Article Text
Abstract
Background Seizure is a common neurological problem. The College of Emergency Medicine (CEM) estimates it underpins 1.2% of emergency department (ED) attendances, of which a quarter may be first seizure.1 Rates of drug and alcohol use are higher in Brighton than the rest of the country.2 These triggers may represent additional reasons for presentation with seizure to Brighton and Sussex University Hospitals NHS Trust (BSUH).
The recent launch of the National Audit of Seizure Management in Hospitals (NASH) has focused attention on management of seizure, including first seizure.3 Our project set out to compare emergency management of first seizure patients in the ED of BSUH to national standards.
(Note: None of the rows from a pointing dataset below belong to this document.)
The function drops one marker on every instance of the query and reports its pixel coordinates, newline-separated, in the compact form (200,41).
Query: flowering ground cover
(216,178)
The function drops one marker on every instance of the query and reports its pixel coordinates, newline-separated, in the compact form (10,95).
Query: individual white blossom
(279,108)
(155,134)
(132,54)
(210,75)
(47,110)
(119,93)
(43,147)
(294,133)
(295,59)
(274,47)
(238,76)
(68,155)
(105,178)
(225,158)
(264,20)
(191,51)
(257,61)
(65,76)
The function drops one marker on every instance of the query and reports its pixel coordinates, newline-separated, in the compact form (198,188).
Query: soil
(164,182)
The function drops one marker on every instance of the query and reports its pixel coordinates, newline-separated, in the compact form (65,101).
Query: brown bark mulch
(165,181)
It also aimed to evaluate the impact of a previous first seizure audit in 2011 and the initiation of a first seizure clinic, intended to streamline the referral process.
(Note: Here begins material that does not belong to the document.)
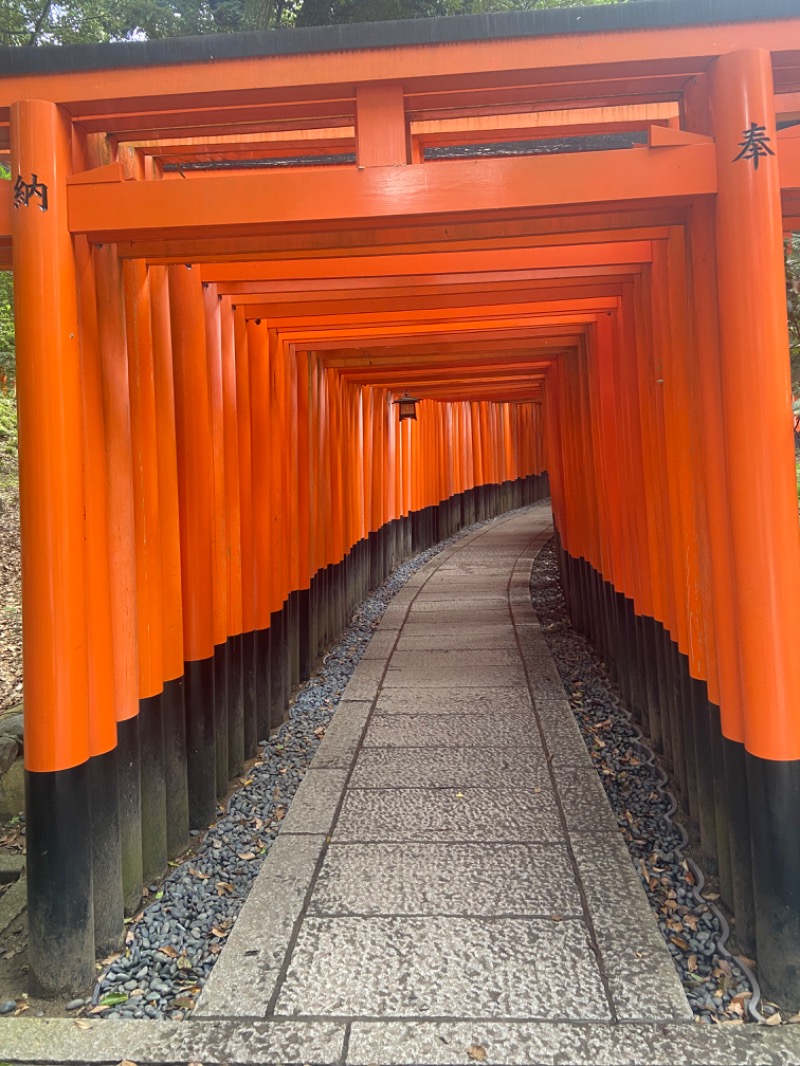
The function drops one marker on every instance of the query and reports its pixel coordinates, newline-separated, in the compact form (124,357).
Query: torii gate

Patients and methods Cases were identified from referrals to a first seizure clinic from March 2011–May 2012. Of 83 eligible cases, 62 were retrieved by medical records and retrospectively reviewed. Two inappropriate referrals were excluded. The remaining 60 were analysed against selected standards drawn from: CEM–Guideline for Management of First Seizure in the ED (2009);1 International League against Epilepsy–Adult First Seizure Assessment Audit Proforma (2011);4 NASH study group–National Audit of Seizure Management in Hospitals (2012);3 NICE–clinical guideline 137 (updated 2012);5 and DVLA driving guidance.6
Results The median age of BSUH first seizure patients was younger than the NASH national seizure cohort (33.5 vs. 44 years) and more were male (63% vs. 57%). There were higher rates of excess alcohol intake (49% vs. 43.6% where documented) and illicit drug use (62.5% vs. 32.7% positive where documented) compared to NASH first seizure patients. Comparison of appropriate parameters identified by NASH as potential ‘key quality indicators’ revealed temperature recorded in 90% of cases (NASH 86.9%); evidence of first–hand eyewitness account in 58% (NASH 62.5%); plantars performed in 17% (NASH first seizure group 47.2%); ECG in 72% (NASH first seizure group 71.7%); and evidence of a discussion around driving in 77% (NASH first seizure group 26.2%). As stipulated by CEM guidelines, serum sodium was achieved in 98%, BM/serum glucose in 83% (NASH first seizure group 74.1%) and βHCG in women of child–bearing potential in 32%. Since instigating the first seizure clinic, the proportion of BSUH patients receiving head CT in the ED has decreased from 83% to 47% with all scans meeting CEM advice. 25% of patients did not attend their outpatient neurology appointment. Most (93%) non–attenders were male with a median age of 26.
Conclusions This audit identified areas of good practice and some for improvement. Many aspects of the neurological examination were well documented, but plantars were rarely performed. The first seizure proforma has subsequently been amended to include ‘prompts’ of key actions for clerking doctors and its effect will be assessed by re–audit. Young men were at high risk of missing their follow–up appointment and may represent a target group for investigations and advice within the ED.